翔太は、教室に入ってきた香川幸を、目で追う。

始業チャイムが鳴って、十分以上過ぎていた。


教壇の前川は、遅れてきた理由は問わない。

それどころか、一瞬、幸に頭を下げるような仕草もあった。


(コイツには秘密があるな)

授業の間、幸を<監視>した。

学園側の人間なら、鷹志に何があったか、知ってる筈。


無傷の右目が、潤んでいるのはどうしてか?

それが、気になる。

正面から見れば、頬のふっくらした、鼻先の丸い、幼い顔立ちが、

横顔は印象が違う。

額も鼻も高い。細い顎に、引き締まった薄い唇が、シャープな輪郭を形取っている。

肩に掛かる長さの、髪は無造作に耳にかけていた。

天然パーマなのか、ふんわりして、毛先があちこちに向いている。


(綿飴みたいだ)

と思う。

幸が文句を言いそうな位、露骨に横顔を見つめた。


セイジやラナは、幸に羽根を毟られた。

自分は、隣に座ってるが、幸に触れられていない。

他の女は、ウザいくらい話しかけてくるのに、

幸は、一度も声を掛けない。
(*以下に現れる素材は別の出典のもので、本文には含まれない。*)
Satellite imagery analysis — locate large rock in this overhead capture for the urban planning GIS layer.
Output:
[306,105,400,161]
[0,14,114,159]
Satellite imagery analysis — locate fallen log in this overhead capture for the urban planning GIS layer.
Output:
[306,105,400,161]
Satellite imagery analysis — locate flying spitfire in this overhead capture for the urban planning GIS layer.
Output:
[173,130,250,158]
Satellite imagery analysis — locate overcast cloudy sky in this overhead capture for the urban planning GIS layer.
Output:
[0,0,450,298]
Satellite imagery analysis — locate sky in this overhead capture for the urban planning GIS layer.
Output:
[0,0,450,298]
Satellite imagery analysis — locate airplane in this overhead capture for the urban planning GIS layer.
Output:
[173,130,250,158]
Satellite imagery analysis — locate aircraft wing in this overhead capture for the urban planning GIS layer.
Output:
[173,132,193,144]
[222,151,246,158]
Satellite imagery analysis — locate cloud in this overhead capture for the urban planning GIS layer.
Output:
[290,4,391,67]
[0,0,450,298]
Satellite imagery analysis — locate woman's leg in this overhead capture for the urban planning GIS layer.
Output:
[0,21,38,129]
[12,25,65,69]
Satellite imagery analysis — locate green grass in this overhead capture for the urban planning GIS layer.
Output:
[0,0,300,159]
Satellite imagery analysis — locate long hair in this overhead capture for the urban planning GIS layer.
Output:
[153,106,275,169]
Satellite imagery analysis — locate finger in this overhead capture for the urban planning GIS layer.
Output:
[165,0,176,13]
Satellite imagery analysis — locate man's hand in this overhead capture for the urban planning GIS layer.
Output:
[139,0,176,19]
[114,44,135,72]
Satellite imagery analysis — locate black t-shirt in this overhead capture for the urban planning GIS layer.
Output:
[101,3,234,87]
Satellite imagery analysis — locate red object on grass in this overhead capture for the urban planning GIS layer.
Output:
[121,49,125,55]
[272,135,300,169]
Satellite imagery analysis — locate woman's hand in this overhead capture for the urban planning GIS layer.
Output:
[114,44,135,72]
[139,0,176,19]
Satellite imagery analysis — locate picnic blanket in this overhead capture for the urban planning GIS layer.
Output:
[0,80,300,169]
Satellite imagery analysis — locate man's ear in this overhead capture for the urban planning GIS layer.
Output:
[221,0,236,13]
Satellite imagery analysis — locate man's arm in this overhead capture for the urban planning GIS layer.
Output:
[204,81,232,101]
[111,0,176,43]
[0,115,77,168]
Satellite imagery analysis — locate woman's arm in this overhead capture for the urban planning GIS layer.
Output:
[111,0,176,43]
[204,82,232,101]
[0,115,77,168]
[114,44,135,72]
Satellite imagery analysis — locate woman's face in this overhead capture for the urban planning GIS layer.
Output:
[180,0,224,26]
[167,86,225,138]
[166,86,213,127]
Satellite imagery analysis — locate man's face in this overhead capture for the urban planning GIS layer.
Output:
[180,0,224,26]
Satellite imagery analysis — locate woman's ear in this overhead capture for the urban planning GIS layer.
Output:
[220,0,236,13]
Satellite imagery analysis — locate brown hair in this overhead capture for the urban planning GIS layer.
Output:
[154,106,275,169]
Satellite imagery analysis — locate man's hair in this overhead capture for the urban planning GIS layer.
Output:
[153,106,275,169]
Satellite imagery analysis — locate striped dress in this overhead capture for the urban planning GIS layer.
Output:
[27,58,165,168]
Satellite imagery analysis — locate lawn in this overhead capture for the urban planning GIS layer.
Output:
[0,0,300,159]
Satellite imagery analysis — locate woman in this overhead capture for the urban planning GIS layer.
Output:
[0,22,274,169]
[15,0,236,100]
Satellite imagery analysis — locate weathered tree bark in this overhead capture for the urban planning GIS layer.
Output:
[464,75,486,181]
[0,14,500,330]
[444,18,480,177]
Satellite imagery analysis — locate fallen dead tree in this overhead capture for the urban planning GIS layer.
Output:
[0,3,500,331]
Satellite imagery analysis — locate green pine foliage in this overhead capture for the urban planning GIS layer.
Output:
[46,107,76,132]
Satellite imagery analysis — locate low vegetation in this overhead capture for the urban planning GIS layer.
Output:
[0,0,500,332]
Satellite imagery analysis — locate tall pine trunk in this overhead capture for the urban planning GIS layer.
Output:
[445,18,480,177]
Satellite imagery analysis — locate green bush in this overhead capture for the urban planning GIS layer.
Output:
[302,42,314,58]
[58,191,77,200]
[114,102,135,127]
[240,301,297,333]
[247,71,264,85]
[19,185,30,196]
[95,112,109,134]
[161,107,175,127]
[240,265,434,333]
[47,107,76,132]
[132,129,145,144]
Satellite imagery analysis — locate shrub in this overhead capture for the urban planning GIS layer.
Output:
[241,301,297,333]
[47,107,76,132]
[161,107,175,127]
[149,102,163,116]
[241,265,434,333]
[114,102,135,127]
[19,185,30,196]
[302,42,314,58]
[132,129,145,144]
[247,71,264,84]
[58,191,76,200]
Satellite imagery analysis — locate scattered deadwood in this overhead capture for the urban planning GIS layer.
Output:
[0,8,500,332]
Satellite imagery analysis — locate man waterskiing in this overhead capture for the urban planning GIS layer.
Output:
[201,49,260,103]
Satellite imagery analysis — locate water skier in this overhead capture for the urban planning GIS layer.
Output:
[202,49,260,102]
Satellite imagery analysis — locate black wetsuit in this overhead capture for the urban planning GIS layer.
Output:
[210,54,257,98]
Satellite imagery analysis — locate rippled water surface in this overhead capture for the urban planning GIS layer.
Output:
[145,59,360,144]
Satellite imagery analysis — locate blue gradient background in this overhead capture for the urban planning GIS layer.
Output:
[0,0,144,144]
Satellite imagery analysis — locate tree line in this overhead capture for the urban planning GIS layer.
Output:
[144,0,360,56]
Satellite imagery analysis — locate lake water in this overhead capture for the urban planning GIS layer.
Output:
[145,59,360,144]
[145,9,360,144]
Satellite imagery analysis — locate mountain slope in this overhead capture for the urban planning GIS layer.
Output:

見もしない。

存在を無視されてる。

そんなことで、

正体不明の、不安に似た不快感が膨らんでいる。


<恋>だと、翔太は、自覚していなかった。


続く六時限目も、黒板や教壇を一度も見ずに、

ただ幸だけを見ていた。


やがて終了のチャイムが鳴る。

クラスメイトは、それぞれの所属するクラブの部屋へ移動する。


鷹志の居ない音楽部へ行く気は無い。


ミュータントは、下校時間三十分後にタワーに戻らなければ、首のチョーカーが締め付ける。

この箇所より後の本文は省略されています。